Studi percontohan pelepasan nyamuk jantan mandul berbasis radiasi di Indonesia ini merupakan implementasi dari hasil penelitian Teknik Serangga Mandul (TSM) yang merupakan hasil penelitian dari Pusat Riset Teknologi Proses Radiasi (PRTPR) BRIN. Teknik Serangga Mandul adalah teknik yang digunakan untuk memandulkan nyamuk jantan dengan menggunakan radiasi sinar gamma.

Tujuan dari Teknik Serangga Mandul untuk menurunkan jumlah populasi nyamuk dengan cara menyebarkan nyamuk jantan pada habitatnya. Meskipun terjadi perkawinan antara nyamuk jantan dengan nyamuk betina, namun dari perkawinan tersebut tidak akan terjadi pembuahan. Dengan demikian, jumlah populasi nyamuk semakin lama akan semakin menurun.

Hadian Iman Sasmita, salah satu peneliti dari PRTPR BRIN yang menjadi leader dalam kegiatan lapangan untuk para delegasi ini menyampaikan bahwa sistem pengendalian nyamuk Aedes yang digunakan dalam projek ini adalah hasil kolaborasi antara BRIN, Sekolah Ilmu dan Teknologi Hayati ITB dan juga National Chung Hsing University (NCHU) Taiwan, dan juga masyarakat setempat di Kelurahan Sekejati Kota Bandung.

Sistem pengendalian nyamuk Aedes ini adalah dengan melakukan 3 pendekatan yang melingkupi ovitrap surveillance, socio-economic survey dan serological study.
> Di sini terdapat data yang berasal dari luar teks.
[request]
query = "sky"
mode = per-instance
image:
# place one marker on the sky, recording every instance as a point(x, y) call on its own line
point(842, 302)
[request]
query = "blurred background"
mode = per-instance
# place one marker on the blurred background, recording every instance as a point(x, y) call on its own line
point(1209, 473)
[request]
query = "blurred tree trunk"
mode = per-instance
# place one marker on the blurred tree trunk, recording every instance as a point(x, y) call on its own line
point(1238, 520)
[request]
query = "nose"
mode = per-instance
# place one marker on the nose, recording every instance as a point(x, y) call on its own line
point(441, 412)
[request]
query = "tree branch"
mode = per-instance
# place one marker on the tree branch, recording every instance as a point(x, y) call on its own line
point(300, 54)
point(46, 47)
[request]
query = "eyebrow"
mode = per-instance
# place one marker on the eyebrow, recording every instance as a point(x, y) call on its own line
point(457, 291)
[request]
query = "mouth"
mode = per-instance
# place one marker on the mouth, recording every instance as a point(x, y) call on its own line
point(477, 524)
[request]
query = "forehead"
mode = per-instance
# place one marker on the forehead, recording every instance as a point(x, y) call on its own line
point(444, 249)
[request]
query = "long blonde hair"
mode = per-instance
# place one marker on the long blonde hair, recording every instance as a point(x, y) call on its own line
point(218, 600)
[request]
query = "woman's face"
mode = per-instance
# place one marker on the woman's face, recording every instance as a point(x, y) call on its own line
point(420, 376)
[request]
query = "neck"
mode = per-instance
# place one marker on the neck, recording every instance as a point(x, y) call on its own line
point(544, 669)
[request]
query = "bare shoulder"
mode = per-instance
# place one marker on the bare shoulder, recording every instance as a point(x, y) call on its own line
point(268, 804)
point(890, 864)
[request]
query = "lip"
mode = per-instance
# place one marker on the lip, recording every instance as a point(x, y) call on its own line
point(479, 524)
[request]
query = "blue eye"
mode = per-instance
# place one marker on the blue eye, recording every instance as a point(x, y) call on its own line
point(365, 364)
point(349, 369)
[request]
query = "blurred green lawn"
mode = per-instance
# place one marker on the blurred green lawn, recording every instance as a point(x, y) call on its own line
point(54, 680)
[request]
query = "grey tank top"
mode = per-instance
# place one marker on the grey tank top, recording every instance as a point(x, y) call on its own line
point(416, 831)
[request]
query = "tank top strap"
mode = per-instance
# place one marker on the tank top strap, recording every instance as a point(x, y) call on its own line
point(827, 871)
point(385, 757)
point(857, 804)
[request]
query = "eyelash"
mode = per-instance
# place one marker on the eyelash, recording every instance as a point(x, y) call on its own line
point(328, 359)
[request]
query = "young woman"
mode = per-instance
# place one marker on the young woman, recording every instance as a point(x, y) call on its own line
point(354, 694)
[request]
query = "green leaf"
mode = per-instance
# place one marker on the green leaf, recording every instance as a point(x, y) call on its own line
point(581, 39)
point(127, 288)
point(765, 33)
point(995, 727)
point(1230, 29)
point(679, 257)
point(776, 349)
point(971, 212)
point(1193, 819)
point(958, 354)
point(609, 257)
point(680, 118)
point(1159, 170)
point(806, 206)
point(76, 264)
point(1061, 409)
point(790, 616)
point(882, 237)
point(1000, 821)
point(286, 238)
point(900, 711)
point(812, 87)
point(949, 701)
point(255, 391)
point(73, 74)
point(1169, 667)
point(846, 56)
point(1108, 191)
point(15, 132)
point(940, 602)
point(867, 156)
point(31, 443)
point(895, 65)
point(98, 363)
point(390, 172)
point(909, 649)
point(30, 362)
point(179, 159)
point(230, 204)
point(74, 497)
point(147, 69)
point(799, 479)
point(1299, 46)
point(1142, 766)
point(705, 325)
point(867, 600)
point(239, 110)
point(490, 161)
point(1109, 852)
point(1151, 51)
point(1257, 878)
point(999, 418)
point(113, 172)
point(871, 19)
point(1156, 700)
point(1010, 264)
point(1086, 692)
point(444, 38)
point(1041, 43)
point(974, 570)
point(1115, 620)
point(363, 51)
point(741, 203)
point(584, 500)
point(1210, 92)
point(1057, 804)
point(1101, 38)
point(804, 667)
Sejak September 2018, pemasangan perangkap telur nyamuk (ovitrap) telah dilakukan di beberapa rumah penduduk dan juga area publik yang melingkupi kelurahan Sekejati, kota Bandung, yang ditujukan untuk mengetahui distribusi nyamuk Aedes aegypti dan Aedes albopictus yang merupakan vektor dari penyakit DBD, melalui pengecekan keberadaan telur nyamuk dalam ovitrap tersebut. Data ini juga akan berguna sebagai acuan dalam menentukan tingkat serangan penyakit DBD.

Aedes adalah Nyamuk Paling Mematikan

Profesor Intan Ahmad Musmeinan, Guru Besar Sekolah Ilmu dan Teknologi Hayati ITB, merupakan salah satu leader dari kegiatan pengendalian nyamuk Aedes ini. Ia menyampaikan bahwa DBD merupakan salah satu masalah kesehatan yang signifikan di dunia, terutama di negara tropis. “Nyamuk adalah hewan paling mematikan di dunia,” kata Intan mengawali pemaparannya di depan para delegasi.

Intan menyampaikan kasus DBD pertama kali ditemukan di Jakarta dan Surabaya pada tahun 1968. Kasus DBD semakin meningkat dari waktu ke waktu. “Angka kematian akibat DBD tidak berada pada tingkat yang sangat tinggi tetapi tetap dapat membahayakan,” terang Intan.

Sampai saat ini, pemerintah telah menerapkan sejumlah tindakan pencegahan dan pengendalian demam berdarah. Misalnya dengan penggunaan bahan kimia yaitu fogging dengan insektisida, edukasi kepada masyarakat dan pengurangan tempat perkembangbiakan nyamuk. Tetapi hal itu tidak dapat mencegah bertambahnya populasi nyamuk. “Kita perlu pendekatan baru,” ujar Intan.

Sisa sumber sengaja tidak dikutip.